A Mar-a-Lago property manager and former President Donald Trump's personal aide are set to be arraigned Thursday morning in Fort Pierce, Florida, on new charges brought by the special counsel in the case regarding the mishandling of classified documents.
Carlos De Oliveira, the Florida property manager, and Trump's body-man Walt Nauta have been charged with multiple offenses related to Trump's allegedly unlawful retention of documents after leaving office, including classified material.
Nauta, who was charged alongside Trump earlier this summer, pleaded not guilty to the charges he faced in the original indictment.
De Oliveira was charged in a superseding indictment against Trump and Nauta late last month and was released on a $100,000 bond following his initial appearance days later.
The charges Nauta and De Oliveira face include making false statements, conspiracy to obstruct justice and corruptly altering, destroying, mutilating, or concealing documents.
Trump submitted a waiver of appearance for Thursday's arraignment on the new charges earlier this month, entering a plea of not guilty. The former president has been charged with retaining and concealing documents from investigators that he was required to turn over following his presidency.
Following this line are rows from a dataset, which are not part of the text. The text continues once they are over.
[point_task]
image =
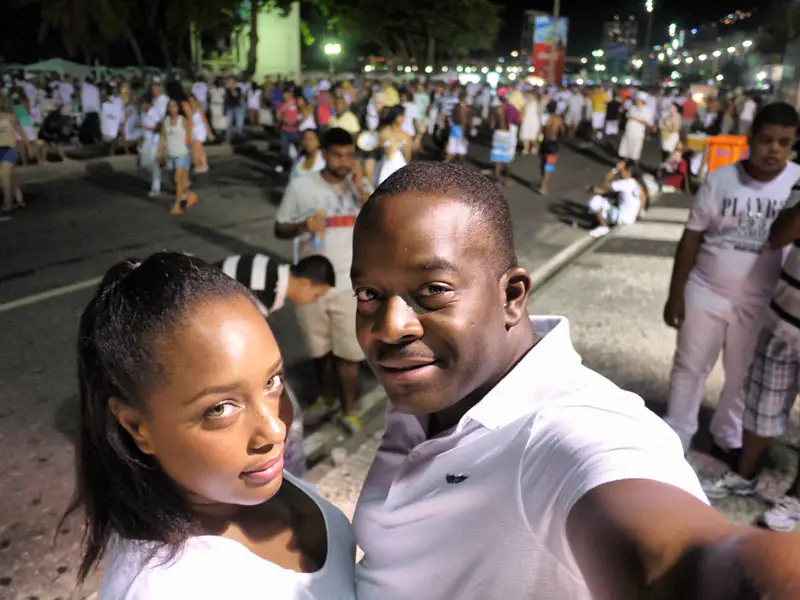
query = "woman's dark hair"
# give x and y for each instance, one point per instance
(777, 113)
(122, 491)
(317, 269)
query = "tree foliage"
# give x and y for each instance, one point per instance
(781, 25)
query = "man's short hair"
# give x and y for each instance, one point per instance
(336, 136)
(316, 269)
(464, 184)
(777, 113)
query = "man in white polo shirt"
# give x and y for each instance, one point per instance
(508, 470)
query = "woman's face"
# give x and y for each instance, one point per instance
(310, 141)
(213, 423)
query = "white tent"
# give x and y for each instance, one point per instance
(60, 66)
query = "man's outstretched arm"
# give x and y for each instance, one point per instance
(644, 539)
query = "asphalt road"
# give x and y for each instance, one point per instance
(75, 228)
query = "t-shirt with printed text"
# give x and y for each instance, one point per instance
(735, 212)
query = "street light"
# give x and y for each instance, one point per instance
(332, 51)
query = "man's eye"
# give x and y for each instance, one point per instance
(433, 290)
(364, 295)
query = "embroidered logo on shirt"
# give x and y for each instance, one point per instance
(458, 478)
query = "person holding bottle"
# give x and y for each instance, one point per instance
(318, 211)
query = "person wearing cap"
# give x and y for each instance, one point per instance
(639, 118)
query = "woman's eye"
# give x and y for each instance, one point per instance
(365, 295)
(273, 383)
(221, 410)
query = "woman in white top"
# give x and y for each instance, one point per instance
(307, 119)
(176, 133)
(182, 433)
(200, 133)
(218, 119)
(254, 103)
(396, 143)
(531, 124)
(310, 159)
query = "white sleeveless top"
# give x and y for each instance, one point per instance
(176, 137)
(216, 568)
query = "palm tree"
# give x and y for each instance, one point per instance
(79, 21)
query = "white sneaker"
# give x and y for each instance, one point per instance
(729, 484)
(784, 516)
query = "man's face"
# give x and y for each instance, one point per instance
(339, 160)
(771, 148)
(431, 317)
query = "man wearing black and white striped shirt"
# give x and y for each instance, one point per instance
(273, 283)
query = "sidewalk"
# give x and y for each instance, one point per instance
(620, 334)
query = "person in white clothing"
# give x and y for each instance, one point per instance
(747, 114)
(318, 210)
(630, 197)
(149, 142)
(182, 439)
(509, 470)
(639, 118)
(201, 133)
(724, 276)
(176, 135)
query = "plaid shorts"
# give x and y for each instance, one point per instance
(772, 385)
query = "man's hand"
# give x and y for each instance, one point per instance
(316, 223)
(675, 311)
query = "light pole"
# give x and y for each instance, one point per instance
(649, 6)
(554, 47)
(332, 51)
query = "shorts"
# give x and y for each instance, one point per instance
(9, 154)
(772, 385)
(598, 121)
(548, 152)
(457, 146)
(179, 162)
(329, 326)
(603, 206)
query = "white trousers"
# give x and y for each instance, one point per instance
(713, 324)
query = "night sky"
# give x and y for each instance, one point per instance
(19, 43)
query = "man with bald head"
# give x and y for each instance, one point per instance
(508, 470)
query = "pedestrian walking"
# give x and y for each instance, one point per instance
(724, 275)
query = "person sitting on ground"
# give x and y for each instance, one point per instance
(631, 197)
(553, 129)
(181, 446)
(274, 283)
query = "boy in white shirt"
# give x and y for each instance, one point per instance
(724, 275)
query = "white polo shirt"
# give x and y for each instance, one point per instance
(480, 512)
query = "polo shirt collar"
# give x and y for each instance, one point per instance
(540, 374)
According to the superseding indictment, in the summer of 2022, Nauta -- at Trump's direction -- helped to conceal documents from a grand jury subpoena by moving boxes, some of which contained classified information, out of a storage room which was later searched by a Trump attorney to comply with the subpoena.
De Oliveira, according to the indictment, helped Nauta move some but not all of the boxes back to the storage room prior to the search. The rest, however, were kept at Trump's residence, away from his attorney's search.
The indictment also alleges that Nauta and De Oliveira had asked an employee if they could delete security footage at Mar-a-Lago. The two men also made false statements to investigators regarding their involvement in moving Trump's boxes, prosecutors allege.
In a separate development, Nauta argued that he should be allowed to review the classified evidence in special counsel Jack Smith's documents case. In a court filing late Wednesday, Nauta's lawyers opposed prosecutors' proposal that access to those materials be limited to his lawyers who have received security clearance. They argued that permitting their client to view materials himself did not pose the national security risk the government claims and that his ability to review the classified evidence is necessary for their preparation for his defense, with hints that they might challenge prosecutors' assertions that the materials Trump is accused of mishandling were never declassified.
The dispute over the protective order for classified evidence is not expected to come up at Thursday's hearing.